I give up myself in mind, abandoning the fluid switch between machine and gray matter that extends myself into others, to disconnect my thoughts to them and theirs to me, to sever the connections that have sustained me. To shut myself off in my own head. To live alone with my thoughts, their echoes muffled in close quarters.
I give myself up in identity as a soldier and an officer and a killer, as a friend and a colleague, and as one by whose hand humanity keeps its place in the universe.
Make no mistake that I am weaker for the loss of each. Make no mistake that I will have to learn again how to fit myself into a world that no longer works like it should. Make no mistake that it will be through force of will alone, that my frustration and anger at being less than what I was will not be visited on you—that even in my newly weakened state I am still dangerous and liable to rage at what I have taken from myself, by becoming this new self.
The woman who opens her eyes in the body I see before me cannot be the same as the one who closes her eyes in the body I have now. Too much changed to remain intact, too much left behind that can't be brought over. I will hold my image of myself to me, but there is only so much of me that will fit.

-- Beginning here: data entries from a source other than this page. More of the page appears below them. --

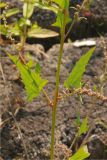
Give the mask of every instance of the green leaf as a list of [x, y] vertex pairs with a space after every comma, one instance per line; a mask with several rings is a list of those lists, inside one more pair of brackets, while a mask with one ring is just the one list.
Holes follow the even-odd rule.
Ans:
[[34, 11], [34, 3], [24, 3], [23, 5], [23, 16], [25, 18], [30, 18]]
[[4, 8], [7, 4], [4, 2], [0, 2], [0, 8]]
[[23, 64], [18, 56], [12, 56], [7, 53], [10, 59], [16, 64], [20, 74], [22, 81], [25, 85], [25, 89], [27, 92], [27, 97], [29, 101], [32, 101], [35, 97], [37, 97], [42, 91], [43, 87], [47, 84], [47, 80], [42, 79], [39, 74], [35, 71], [32, 71], [29, 68], [29, 64]]
[[81, 79], [82, 79], [83, 73], [85, 72], [86, 65], [87, 65], [90, 57], [92, 56], [94, 50], [95, 50], [95, 47], [91, 48], [76, 63], [76, 65], [74, 66], [69, 77], [64, 82], [64, 86], [66, 88], [71, 88], [71, 87], [79, 88], [79, 87], [81, 87]]
[[20, 20], [18, 21], [18, 25], [19, 25], [19, 27], [23, 27], [24, 25], [30, 26], [31, 22], [29, 19], [20, 18]]
[[2, 24], [0, 24], [0, 33], [5, 35], [5, 36], [8, 34], [7, 29]]
[[40, 74], [40, 73], [41, 73], [41, 66], [40, 66], [39, 63], [36, 63], [35, 72], [36, 72], [37, 74]]
[[37, 24], [33, 24], [32, 27], [28, 30], [28, 37], [34, 38], [50, 38], [56, 37], [59, 34], [57, 32], [51, 31], [49, 29], [43, 29]]
[[82, 124], [79, 128], [79, 136], [81, 136], [82, 134], [85, 134], [88, 131], [88, 124], [87, 124], [87, 118], [83, 119]]
[[69, 0], [52, 0], [52, 2], [59, 5], [62, 9], [69, 7]]
[[40, 9], [51, 10], [55, 13], [57, 13], [59, 9], [57, 6], [49, 5], [48, 3], [41, 3], [41, 2], [36, 2], [35, 7], [38, 7]]
[[70, 157], [69, 160], [84, 160], [89, 156], [90, 156], [90, 153], [88, 152], [88, 148], [85, 145], [81, 147], [72, 157]]

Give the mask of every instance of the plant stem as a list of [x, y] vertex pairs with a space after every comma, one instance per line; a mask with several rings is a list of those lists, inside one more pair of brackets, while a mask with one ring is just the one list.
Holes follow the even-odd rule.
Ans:
[[[26, 9], [26, 17], [25, 19], [27, 20], [27, 14], [28, 14], [28, 5], [29, 3], [27, 2], [27, 9]], [[21, 43], [21, 50], [23, 50], [23, 47], [26, 43], [26, 38], [27, 38], [27, 25], [24, 25], [23, 27], [23, 30], [22, 30], [22, 36], [21, 36], [21, 40], [20, 40], [20, 43]]]
[[59, 82], [60, 82], [60, 68], [61, 68], [61, 60], [62, 60], [63, 46], [64, 46], [65, 26], [66, 26], [66, 21], [65, 21], [66, 17], [65, 17], [65, 15], [64, 15], [64, 18], [63, 18], [63, 24], [62, 24], [62, 28], [61, 28], [60, 51], [59, 51], [59, 56], [58, 56], [57, 72], [56, 72], [56, 87], [55, 87], [54, 102], [53, 102], [53, 107], [52, 107], [52, 130], [51, 130], [50, 160], [54, 160], [54, 141], [55, 141], [56, 111], [57, 111], [57, 104], [58, 104], [58, 92], [59, 92]]

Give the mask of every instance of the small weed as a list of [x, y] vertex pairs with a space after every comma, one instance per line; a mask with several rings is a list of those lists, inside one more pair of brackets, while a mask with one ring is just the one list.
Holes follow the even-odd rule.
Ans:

If you knew all of this I know you would ask me to consider what I was doing, whether I was sure I was making the right decision, and that you would rather face a life without me than to have me choose a life I would not choose for myself. I know this is what you would say and do as well as I know myself.
And this is why I say with all affection that sometimes you can be such a stupid man. I wouldn't mind you feeling just a little bit greedy for me, that the idea of not having me would make you angry, not heavy-hearted and accepting. There are things you still have to learn about me and this is one of them. It is not that you are too considerate but that I don't mind when you tell me what you want and put that first instead of last.
I don't mind because that is what I am doing now. You should not think I do any of this for you, that I am committing a selfless act or an expression of slavish devotion, that I have signed on for a mermaid's sacrifice and will walk on knives for dumb love. I am too selfish for that. I want you to know that I am here not for you but for me. I want you for my own. I want the life we will have together for my own. I want the silence of peace and release from being the one who walks ten steps ahead of Death. I want the honor of not being feared or hated, and of not having those be the correct response to my presence.
I want to be able to say that I have done my part and I have done it well, but that my part is over and now it is time for my reward, and that reward is you and this life. I want all of this and I am willing to pay to get it.
But it is still hard.
In this I imagine that I am now your equal: You once gave up a life, leaving behind a world and everything on it, all that you had been and everything you knew, on that single sphere of rock and air and water. You put it behind you and stepped into a new life in which you found me. I can't imagine that it was easy to do this.
But was it a sacrifice? Did it take from you more than you could bear? It takes nothing from what you did to say it was not, that you left a life that had nothing left for you except the marking of time. Hard though it may be, it is not a sacrifice to give up that for which you no longer have a use.
I am at that place now. This life has made me who I am and who I am no longer wants this life. I have seen so much of this universe behind a rifle and a mission. I am ready to see a smaller part of it in depth and in peace. It is not a sacrifice to pay for what you want though the price is high. The price for this new life is everything in the old one. You once gave up everything in your old life and gained me. I am ready to give up this life and keep you.
I rest in the container that holds everything I am but not anything I will be, and watch as the technician makes her preparations. You are holding my hand and telling me of what it was like for you.
I smile and I want to kiss you, but not here and not now. I do not want a last kiss in an old body and in an old life. I want a first kiss in a new life, a promise fulfilled and no regrets. I am looking forward to that kiss. I hold it in my thoughts as I hold myself there and you there with me.
The technician looks at me now and asks me if I want to begin. I look to you and say I do.